Pan-AKT Inhibitor Capivasertib With Docetaxel and Prednisolone in Metastatic Castration-Resistant Prostate Cancer: A Randomized, Placebo-Controlled Phase II Trial (ProCAID)
Pan-AKT Inhibitor Capivasertib With Docetaxel and Prednisolone in Metastatic Castration-Resistant Prostate Cancer: A Randomized, Placebo-Controlled Phase II Trial (ProCAID)

PURPOSE: Capivasertib is a pan-AKT inhibitor. Preclinical data indicate activity in metastatic castration-resistant prostate cancer (mCRPC) and synergism with docetaxel.

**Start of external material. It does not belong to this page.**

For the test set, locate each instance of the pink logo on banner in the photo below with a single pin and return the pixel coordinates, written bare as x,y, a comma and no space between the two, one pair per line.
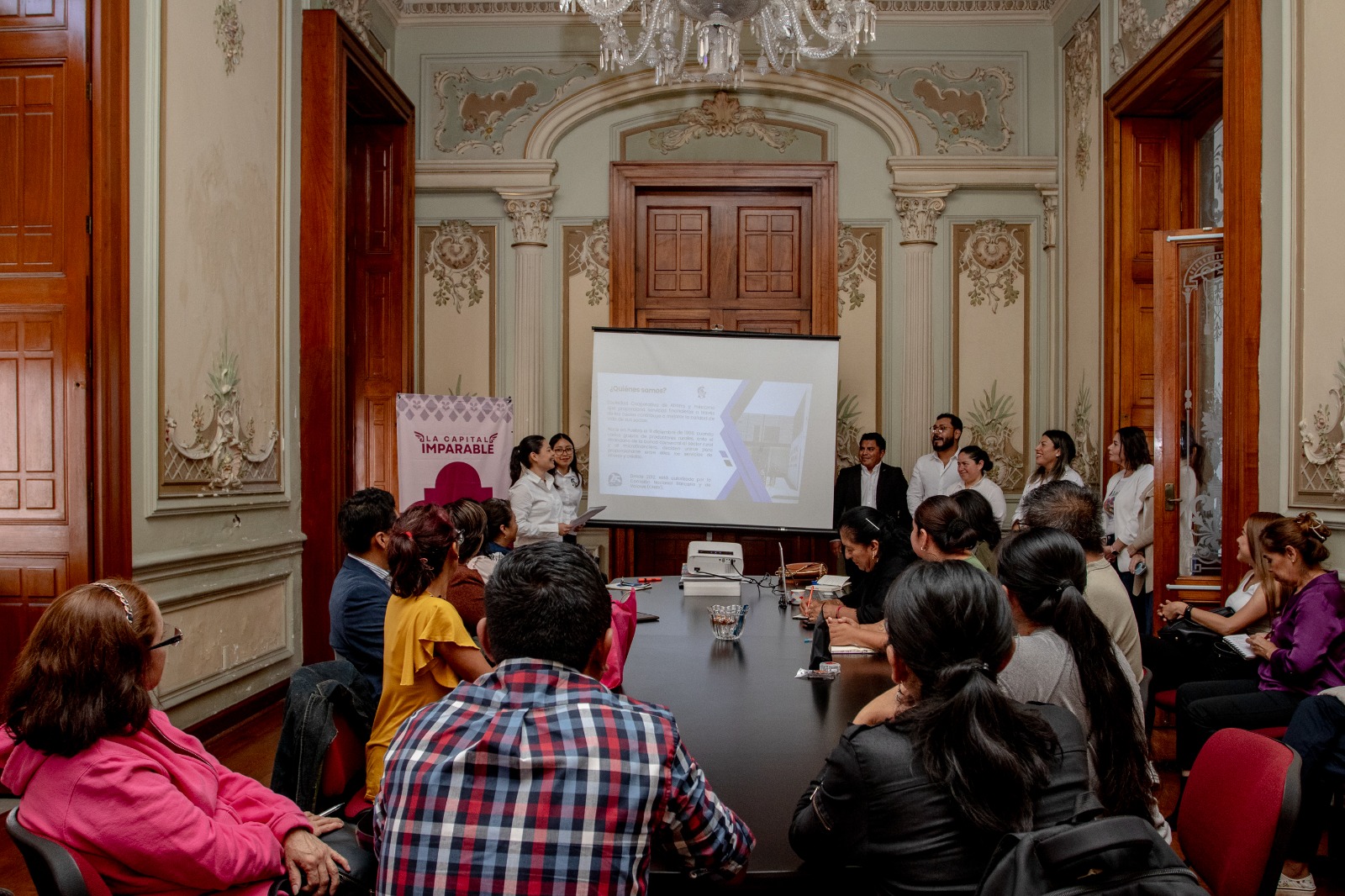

PATIENTS AND METHODS: ProCAID was a placebo controlled randomized phase II trial in mCRPC. Patients received up to ten 21-day cycles of docetaxel (75 mg/m2 intravenous, day 1) and prednisolone (5 mg twice daily, oral, day 1-21) and were randomly assigned (1:1) to oral capivasertib (320 mg twice daily, 4 days on/3 days off, from day 2 each cycle), or placebo, until disease progression. Treatment allocation used minimization factors: bone metastases; visceral metastases; investigational site; and prior abiraterone or enzalutamide. The primary objective, by intention to treat, determined if the addition of capivasertib prolonged a composite progression-free survival (cPFS) end point that included prostate-specific antigen progression events. cPFS and overall survival (OS) were also assessed by composite biomarker subgroup for PI3K/AKT/PTEN pathway activation status.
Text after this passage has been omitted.